I then began thinking about ways of knowing, ways of being, and names. I decided to use the novel coronavirus as a case study of sorts. I heard people respect it: “Coronavirus, man,” “COVID-19 in 2020, huh?” I heard people talk around it: “I don’t want to catch it,” “they might have it.” I heard people play with it: “the dreaded ‘vid is out there,” “Miss Rona needs to let up so I can enjoy my summer.” I even heard people demean it with hateful derogatory labels like “the Chinese virus.”

The other aspect of This Whole Thing that I found fascinating was, is, and continues to be the tenses people use when addressing it. People like to say, “when the pandemic was happening.” What’s with this “was” business?! The pandemic is happening, and I have to wonder what the cut-off period or date was that the pandemic felt like it stopped, and denial or acceptance or whatever the fuck started? “Quarantine” is another one. People still actively quarantine when they’re labeled as a close contact at school or work, but there was also the quarantine period of mandated lockdowns. There’s the verb and the measure-of-time adjective “quarantine.”All of this is to say that in ten or so years, anthropologists, sociologists, and ESPECIALLY linguists are going to have a field day and I just can’t wait to read it all.

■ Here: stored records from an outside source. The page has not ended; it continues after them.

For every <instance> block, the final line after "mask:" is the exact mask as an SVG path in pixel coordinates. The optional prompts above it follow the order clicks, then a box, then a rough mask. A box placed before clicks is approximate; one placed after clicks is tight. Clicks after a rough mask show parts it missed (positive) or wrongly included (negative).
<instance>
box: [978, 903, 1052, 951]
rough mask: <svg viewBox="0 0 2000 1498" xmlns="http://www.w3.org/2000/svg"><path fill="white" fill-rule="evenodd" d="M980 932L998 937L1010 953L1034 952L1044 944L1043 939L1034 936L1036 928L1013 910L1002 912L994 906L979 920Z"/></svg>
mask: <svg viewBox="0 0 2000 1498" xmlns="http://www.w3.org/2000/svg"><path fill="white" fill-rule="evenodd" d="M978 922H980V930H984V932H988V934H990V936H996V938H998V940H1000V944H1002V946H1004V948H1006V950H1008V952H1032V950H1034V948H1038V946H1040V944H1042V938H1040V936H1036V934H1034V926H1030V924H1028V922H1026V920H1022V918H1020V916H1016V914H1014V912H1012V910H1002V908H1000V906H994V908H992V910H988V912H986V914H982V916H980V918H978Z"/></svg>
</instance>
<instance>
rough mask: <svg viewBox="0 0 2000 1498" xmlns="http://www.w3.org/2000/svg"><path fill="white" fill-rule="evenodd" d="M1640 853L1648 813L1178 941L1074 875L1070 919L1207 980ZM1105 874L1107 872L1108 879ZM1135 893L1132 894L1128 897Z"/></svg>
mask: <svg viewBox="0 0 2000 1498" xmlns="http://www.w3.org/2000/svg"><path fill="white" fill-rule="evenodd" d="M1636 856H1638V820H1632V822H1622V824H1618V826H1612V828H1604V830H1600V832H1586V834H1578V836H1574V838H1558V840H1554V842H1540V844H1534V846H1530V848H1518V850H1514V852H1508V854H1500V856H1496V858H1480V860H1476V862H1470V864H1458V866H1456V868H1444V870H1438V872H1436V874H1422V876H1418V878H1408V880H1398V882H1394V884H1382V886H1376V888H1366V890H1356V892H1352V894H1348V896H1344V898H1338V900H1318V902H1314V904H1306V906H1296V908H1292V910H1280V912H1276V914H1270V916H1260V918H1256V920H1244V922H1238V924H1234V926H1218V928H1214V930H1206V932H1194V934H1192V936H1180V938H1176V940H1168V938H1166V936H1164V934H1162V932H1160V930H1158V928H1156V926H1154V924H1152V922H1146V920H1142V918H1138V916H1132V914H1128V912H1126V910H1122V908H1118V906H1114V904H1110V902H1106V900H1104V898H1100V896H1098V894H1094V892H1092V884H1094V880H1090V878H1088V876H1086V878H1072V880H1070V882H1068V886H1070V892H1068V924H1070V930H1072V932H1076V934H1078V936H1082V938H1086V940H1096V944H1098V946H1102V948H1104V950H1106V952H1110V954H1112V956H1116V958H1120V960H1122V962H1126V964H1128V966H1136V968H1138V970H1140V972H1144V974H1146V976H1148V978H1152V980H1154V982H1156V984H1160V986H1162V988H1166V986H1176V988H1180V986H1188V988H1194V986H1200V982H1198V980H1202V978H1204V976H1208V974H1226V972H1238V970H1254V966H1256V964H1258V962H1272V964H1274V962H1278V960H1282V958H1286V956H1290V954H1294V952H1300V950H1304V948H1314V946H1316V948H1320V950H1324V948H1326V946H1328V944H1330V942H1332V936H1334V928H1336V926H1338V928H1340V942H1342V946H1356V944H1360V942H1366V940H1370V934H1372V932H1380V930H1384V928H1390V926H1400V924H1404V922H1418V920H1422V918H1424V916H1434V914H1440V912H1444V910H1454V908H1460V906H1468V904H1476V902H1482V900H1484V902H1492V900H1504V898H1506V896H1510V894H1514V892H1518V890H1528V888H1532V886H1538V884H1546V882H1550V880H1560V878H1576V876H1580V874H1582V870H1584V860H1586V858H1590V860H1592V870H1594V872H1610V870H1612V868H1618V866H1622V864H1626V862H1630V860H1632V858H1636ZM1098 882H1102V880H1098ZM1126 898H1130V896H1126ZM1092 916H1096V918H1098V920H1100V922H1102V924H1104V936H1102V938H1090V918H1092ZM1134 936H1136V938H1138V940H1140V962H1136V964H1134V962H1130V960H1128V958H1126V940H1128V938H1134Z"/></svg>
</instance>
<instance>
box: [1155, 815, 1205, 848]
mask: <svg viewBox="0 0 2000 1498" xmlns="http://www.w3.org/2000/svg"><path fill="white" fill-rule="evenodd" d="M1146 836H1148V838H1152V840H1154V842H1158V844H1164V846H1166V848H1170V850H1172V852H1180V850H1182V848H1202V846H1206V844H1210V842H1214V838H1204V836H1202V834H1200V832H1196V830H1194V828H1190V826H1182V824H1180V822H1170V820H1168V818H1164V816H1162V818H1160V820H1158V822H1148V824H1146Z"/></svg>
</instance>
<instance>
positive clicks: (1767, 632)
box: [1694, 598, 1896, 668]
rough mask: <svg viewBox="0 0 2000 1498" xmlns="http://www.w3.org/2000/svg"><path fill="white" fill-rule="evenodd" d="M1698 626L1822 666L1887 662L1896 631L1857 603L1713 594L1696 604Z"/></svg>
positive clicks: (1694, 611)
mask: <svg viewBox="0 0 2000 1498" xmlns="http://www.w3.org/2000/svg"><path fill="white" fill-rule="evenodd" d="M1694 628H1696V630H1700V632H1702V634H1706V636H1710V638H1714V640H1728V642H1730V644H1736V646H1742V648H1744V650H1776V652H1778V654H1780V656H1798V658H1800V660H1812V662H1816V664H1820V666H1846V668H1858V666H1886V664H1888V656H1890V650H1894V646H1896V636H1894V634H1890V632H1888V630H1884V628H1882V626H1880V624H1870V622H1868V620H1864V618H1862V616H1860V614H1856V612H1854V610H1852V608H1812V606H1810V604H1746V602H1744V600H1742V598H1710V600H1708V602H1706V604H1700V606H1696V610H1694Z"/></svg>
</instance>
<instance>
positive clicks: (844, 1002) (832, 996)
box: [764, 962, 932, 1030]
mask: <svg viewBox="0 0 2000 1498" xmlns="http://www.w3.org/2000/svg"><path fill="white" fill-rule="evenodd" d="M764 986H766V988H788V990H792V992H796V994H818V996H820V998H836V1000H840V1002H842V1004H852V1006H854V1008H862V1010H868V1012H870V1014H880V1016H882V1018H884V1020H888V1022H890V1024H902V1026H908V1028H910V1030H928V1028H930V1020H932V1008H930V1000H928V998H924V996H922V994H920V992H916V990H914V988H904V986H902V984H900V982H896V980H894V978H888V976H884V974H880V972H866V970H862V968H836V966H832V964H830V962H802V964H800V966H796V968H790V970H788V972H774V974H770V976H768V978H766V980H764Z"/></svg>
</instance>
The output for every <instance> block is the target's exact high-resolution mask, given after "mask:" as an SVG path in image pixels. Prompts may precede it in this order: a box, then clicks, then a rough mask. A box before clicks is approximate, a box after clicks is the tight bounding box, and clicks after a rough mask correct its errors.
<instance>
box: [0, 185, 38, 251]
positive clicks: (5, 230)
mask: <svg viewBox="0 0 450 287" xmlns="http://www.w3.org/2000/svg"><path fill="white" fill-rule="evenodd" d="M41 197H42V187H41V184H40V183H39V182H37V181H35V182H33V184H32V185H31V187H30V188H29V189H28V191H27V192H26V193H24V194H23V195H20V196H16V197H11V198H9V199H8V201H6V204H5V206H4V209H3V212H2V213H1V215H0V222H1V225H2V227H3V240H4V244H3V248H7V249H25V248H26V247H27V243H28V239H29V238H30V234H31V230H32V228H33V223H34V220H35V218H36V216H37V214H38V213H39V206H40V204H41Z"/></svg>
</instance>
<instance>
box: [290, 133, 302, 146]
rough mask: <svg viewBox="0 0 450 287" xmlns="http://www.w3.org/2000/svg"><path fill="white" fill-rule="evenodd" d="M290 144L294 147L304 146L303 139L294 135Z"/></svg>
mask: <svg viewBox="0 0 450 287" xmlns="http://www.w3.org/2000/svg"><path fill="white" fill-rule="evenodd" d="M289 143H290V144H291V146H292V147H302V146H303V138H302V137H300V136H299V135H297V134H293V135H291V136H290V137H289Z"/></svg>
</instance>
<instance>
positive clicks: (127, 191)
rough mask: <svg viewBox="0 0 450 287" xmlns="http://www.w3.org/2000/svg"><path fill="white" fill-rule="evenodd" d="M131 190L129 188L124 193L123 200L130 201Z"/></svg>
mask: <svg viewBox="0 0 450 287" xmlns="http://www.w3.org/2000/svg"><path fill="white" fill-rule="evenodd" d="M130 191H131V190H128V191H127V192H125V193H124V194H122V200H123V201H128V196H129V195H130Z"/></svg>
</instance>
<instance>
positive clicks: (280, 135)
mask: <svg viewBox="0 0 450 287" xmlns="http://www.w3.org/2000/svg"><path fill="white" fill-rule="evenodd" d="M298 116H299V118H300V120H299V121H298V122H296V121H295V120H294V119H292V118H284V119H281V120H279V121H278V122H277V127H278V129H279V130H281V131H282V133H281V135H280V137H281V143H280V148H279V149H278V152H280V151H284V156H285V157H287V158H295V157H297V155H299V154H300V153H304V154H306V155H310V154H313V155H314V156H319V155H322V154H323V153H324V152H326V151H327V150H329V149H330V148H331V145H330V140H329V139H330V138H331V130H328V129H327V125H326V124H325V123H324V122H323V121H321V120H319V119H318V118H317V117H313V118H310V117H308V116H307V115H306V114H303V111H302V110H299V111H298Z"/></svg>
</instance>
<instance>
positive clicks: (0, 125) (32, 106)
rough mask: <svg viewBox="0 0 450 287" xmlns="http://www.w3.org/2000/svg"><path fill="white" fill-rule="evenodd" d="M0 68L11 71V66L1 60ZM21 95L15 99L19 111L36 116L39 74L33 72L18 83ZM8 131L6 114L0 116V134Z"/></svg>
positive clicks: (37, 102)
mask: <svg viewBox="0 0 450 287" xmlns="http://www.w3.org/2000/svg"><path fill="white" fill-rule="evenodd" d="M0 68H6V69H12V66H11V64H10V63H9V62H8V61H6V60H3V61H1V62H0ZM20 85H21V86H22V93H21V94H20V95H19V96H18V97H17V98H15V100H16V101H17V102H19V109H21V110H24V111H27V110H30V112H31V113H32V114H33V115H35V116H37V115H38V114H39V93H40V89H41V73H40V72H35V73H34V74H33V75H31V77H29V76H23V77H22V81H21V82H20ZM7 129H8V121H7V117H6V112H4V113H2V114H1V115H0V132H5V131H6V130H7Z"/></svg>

As I mulled over all of these ways of knowing in my weird little noggin, I couldn’t help but wonder: what was my way of knowing me? (Yes that was a loving Sex & the City reference.) How could I create a way to let others know me? While I had already struggled with wrapping my mouth around my name, it no longer fit my vessel or person which was not feminine. It had served me well, but I knew it was time to head back to the ol’ name drawing board and find something that fit. Names are tricky because they are given to you out of the love and goodness of VERY loved-ones hearts. I played around with “Caro” (a cute shortened version of my name used by my buds) and “CJ” (my initials, which 3 out of 4 of my close fam have as well. A fisherman beaver in Animal Crossing: New Horizons does too). “Caro” was kind of hard to say, and it also almost sounds like “Carol,” whom I am not. All I knew was that I felt content with CJ: with saying it, with being it, with the sound, how it could easily just be a nickname if need be, and ultimately, with the flexibility. To me, CJ evokes the opening lyrics of that lovely Arca song: “I do what I wanna do when I wanna do it” (Arca 0:13).

*

Making a name for yourself is no easy task. I’m not talking in the “make it in America, climb to the top of the corporate ladder, carry on your family legacy” sense. I’m talking about MAKING a name for yourself. A kind of “making” that evokes mental images of craft: construction paper, glossy plasticky scissors, purple glue sticks, pipe cleaners, glitter glue, popsicle sticks, googly eyes: making. “Making” that calls vigorous searching hands that will not stop until they find juuuuuust the right materials to bring something into being.

I’m talking about Self-made making. Self-made making that compelled Arca to create and further develop her body’s vessel into her own exactitude. Self-made making that allows for one to move and make shapes that mirror the multitudes within. I have made a name for mySelf that lives within the side-table drawer next to my heart that’s known to hmmm ten people? and I will not let it loose from my beloved drawer until I have made myself for myself, unafraid to continue making myself. There’s a future sense that I can FEEL SOMEwhere within, around, and in front of me. And oh hot DANG what a treat it will be, to BE (action-verb “be”) the Me of me. And I am the Me of me. The Me of me is ME. But, for now, I am “CJ” until further notice.

 

Author: CJ Janssen

CJ Janssen is a total weirdo and 2020 Montana State University pandemic grad with an Honors degree in anthropology and a delightful minor in art history. They love stories, art, and sailboats. CJ plans on making things, feeling their feelings, and laughing with their loved ones as their life-time flies.